Thursday, October 8, 2009
InMon's quota controller brings together many of the topics that have been discussed on this blog, clearly illustrating the role of network-wide visibility in achieving effective control of the network.
The diagram shows the basic elements: a centralized sFlow analyzer receives sFlow data from every switch in the network, producing a real-time, network-wide view of traffic and accurately tracking the network topology. A centralized controller enforces management policies by automatically applying configuration settings to the edge switches in order to control traffic. For more information, see Controlling Traffic for a detailed description of InMon's controller and its application to peer-to-peer (P2P) traffic control.
Generally, this level of control is only possible because of the timely and complete picture of the network state that sFlow monitoring provides. In control engineering terms, sFlow makes the network observable; an essential prerequisite for control.
An accurate picture of the network state allows controls to be targeted where they will be most effective and have the least impact on other traffic; the edge of the network. The alternative, measurement and control at the network core, achieved at the core switches and routers, or by channeling traffic through shared control points (e.g. firewalls, traffic shapers, etc.), can result in serious performance problems as busy core devices become overloaded by additional measurement and control tasks. In addition, control at the core is ineffective if the traffic doesn't cross the core. On the other hand, all traffic crosses the edge and control at the edge is scalable since the number of edge devices grows with the network, providing additional measurement (sFlow) and control capacity as the network grows.
Interestingly, the centralized visibility into switched traffic that sFlow provides is being paralleled by a move toward centralized control of switches (see OpenFlow). The combination of centralized visibility and centralized control of network traffic paths has the potential to revolutionize data center networking, delivering the performance, scalability and control needed to build large, converged data centers.

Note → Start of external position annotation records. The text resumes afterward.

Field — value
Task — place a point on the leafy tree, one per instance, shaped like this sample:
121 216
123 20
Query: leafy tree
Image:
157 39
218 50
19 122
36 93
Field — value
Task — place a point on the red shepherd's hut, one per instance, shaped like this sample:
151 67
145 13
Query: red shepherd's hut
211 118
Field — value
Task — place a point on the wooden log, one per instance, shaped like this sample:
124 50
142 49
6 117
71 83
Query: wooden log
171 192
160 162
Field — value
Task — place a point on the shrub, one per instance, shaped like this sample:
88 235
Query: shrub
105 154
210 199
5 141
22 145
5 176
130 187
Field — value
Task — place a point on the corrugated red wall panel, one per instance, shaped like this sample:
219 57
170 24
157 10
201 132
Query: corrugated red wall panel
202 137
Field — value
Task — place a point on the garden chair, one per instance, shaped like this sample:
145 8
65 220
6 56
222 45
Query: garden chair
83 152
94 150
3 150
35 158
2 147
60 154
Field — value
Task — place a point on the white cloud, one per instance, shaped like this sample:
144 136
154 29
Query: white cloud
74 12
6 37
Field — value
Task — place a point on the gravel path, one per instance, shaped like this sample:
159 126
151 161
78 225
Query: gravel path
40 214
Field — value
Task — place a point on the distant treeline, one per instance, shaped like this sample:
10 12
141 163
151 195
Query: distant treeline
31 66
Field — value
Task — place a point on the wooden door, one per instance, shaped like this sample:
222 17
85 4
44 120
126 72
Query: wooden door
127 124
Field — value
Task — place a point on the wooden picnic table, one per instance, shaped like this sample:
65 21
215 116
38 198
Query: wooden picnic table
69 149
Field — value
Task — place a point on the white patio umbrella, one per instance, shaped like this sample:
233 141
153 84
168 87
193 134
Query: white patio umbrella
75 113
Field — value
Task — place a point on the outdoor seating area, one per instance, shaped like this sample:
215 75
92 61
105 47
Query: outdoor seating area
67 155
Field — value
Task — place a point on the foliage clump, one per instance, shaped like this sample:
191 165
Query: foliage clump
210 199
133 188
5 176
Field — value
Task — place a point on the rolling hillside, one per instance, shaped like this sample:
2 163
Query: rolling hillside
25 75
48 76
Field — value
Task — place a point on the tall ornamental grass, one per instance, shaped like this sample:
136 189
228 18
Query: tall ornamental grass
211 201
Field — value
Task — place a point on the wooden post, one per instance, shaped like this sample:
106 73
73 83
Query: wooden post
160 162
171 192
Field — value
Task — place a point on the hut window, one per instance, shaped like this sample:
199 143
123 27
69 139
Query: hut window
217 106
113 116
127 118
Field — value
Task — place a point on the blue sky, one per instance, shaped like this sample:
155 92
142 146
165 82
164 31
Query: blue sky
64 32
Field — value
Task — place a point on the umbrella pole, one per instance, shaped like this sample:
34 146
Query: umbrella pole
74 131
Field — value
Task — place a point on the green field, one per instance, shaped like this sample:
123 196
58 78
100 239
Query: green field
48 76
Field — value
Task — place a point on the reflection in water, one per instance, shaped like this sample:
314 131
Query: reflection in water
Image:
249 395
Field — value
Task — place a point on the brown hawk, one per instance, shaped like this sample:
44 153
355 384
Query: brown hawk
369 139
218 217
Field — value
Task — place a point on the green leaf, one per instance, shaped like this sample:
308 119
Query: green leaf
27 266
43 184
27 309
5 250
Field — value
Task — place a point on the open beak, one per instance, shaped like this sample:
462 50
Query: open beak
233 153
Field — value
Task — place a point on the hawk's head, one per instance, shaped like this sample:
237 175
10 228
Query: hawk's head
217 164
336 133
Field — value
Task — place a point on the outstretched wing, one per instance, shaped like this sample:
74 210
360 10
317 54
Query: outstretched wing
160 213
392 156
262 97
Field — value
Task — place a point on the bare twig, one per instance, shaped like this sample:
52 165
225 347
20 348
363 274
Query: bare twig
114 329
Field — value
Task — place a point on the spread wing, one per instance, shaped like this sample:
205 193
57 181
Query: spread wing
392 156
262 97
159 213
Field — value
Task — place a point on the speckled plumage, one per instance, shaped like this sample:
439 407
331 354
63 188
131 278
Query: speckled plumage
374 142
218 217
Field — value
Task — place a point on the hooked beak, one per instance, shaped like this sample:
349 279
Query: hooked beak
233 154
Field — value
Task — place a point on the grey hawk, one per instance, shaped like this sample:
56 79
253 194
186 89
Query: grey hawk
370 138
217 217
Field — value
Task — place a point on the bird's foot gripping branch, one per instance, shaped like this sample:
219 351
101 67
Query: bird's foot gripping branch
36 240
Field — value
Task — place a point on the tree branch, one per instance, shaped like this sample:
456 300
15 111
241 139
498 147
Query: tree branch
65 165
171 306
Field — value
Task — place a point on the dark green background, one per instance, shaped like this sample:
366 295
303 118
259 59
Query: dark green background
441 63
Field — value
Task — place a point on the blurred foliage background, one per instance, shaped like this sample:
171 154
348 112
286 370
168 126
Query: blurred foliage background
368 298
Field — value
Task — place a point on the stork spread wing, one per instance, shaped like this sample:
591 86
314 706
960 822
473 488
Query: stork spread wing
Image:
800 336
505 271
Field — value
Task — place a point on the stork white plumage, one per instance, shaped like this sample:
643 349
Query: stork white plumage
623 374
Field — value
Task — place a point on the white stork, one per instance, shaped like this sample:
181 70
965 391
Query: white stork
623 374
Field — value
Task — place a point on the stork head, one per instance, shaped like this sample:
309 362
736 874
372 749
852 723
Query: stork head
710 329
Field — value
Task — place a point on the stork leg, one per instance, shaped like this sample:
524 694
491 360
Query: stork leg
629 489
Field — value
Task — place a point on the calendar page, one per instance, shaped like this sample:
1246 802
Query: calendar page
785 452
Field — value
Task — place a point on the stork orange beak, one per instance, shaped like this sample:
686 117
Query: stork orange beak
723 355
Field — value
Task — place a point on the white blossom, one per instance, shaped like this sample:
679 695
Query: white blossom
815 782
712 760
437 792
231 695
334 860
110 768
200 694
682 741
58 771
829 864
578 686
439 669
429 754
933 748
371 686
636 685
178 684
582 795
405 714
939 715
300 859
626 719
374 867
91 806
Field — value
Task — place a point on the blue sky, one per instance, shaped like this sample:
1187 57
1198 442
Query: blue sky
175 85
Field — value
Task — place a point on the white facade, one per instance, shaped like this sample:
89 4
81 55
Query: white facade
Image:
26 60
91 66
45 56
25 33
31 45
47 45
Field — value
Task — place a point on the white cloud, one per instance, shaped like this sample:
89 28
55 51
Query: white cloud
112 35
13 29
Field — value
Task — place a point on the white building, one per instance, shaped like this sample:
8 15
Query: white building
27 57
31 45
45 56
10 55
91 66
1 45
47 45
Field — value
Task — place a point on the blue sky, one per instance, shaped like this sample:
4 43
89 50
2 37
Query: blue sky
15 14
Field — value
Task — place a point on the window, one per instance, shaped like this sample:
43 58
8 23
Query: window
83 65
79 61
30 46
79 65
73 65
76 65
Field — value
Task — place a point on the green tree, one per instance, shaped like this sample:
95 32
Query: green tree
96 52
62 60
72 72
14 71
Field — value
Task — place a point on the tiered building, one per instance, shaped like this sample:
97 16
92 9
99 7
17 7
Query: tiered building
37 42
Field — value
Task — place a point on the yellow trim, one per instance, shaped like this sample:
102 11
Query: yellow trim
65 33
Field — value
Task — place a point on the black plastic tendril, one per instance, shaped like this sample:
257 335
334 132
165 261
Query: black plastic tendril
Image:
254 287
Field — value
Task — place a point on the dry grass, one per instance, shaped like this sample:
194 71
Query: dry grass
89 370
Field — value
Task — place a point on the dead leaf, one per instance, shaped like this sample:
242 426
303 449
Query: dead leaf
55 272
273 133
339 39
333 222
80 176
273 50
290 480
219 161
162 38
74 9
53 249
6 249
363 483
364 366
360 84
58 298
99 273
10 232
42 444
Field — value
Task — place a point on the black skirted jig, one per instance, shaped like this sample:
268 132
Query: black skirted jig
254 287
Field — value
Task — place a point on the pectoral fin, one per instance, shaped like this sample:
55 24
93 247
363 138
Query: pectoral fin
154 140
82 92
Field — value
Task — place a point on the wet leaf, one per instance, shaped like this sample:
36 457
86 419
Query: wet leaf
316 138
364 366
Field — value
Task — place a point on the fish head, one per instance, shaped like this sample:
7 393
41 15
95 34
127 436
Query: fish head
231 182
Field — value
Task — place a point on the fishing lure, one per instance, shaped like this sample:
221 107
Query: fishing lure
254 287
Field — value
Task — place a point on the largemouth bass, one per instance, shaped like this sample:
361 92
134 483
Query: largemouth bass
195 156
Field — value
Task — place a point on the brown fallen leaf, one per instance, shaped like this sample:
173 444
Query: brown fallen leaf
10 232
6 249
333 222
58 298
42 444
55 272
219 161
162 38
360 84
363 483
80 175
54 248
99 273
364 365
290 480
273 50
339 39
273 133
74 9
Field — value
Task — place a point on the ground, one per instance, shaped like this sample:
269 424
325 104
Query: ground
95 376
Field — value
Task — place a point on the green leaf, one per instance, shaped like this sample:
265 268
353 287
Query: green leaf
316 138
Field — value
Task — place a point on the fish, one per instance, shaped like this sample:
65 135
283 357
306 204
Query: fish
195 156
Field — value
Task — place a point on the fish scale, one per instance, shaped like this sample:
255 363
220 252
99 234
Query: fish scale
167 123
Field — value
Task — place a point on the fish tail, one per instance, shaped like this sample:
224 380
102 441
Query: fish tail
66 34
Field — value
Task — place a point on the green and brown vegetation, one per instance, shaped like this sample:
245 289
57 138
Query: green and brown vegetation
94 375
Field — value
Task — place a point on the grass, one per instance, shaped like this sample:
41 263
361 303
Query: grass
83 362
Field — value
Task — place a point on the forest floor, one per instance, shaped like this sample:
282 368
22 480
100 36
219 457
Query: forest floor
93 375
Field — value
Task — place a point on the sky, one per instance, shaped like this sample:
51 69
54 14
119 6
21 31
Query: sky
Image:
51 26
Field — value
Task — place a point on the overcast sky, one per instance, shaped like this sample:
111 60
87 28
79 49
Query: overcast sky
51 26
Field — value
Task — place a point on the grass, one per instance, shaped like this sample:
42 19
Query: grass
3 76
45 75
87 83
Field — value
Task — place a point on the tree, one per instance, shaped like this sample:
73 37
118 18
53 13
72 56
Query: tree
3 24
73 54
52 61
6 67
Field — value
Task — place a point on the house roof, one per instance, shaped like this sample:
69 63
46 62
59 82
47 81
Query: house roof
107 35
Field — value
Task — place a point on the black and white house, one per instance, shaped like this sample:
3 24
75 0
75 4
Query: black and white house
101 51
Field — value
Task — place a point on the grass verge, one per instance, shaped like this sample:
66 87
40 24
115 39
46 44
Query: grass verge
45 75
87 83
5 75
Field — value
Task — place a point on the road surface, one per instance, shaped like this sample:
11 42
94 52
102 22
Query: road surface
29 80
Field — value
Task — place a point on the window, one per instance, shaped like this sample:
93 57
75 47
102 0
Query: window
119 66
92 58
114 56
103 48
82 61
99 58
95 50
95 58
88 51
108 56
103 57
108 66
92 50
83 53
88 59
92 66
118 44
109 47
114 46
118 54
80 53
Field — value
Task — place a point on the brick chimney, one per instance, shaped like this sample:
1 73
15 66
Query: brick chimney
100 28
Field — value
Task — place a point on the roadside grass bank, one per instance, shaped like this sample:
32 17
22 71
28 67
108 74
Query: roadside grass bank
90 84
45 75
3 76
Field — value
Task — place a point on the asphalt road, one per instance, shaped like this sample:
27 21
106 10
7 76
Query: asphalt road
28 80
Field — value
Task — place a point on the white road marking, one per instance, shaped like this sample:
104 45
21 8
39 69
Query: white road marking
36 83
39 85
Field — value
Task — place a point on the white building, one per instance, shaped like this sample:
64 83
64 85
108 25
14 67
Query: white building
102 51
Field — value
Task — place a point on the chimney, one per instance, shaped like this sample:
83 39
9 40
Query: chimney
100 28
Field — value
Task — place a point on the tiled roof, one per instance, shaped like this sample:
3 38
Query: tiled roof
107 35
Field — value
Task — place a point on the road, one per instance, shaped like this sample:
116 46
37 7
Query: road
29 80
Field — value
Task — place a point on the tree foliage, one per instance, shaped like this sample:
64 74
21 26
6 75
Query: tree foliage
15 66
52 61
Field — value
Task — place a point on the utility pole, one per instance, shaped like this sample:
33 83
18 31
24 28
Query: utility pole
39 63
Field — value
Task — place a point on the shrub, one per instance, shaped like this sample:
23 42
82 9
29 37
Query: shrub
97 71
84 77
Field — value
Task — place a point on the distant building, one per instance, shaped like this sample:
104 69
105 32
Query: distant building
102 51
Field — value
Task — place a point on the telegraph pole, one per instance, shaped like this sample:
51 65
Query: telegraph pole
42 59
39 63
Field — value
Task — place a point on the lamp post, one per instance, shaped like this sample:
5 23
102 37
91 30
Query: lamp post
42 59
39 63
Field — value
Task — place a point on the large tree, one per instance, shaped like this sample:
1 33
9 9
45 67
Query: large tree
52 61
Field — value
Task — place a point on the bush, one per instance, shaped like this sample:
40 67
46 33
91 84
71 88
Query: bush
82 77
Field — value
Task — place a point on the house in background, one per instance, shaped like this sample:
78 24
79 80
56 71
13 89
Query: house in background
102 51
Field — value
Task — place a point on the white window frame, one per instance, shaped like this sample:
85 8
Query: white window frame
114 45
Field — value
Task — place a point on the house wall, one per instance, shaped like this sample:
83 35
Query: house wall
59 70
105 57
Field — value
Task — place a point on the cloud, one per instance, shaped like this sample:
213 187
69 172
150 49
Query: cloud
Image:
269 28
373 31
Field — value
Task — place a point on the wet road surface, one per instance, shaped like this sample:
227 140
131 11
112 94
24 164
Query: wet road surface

In order to achieve visibility and control in the data center, it is essential to ensure that the edge is fully observable and controllable. Data center convergence is shifting the network edge to include components of blade servers and virtual servers. Finally, the Open vSwitch project is interesting because it will offer visibility (sFlow) and control (OpenFlow) at the edge of the virtualized data center (currently including support for Xen/XenServer, KVM, and VirtualBox).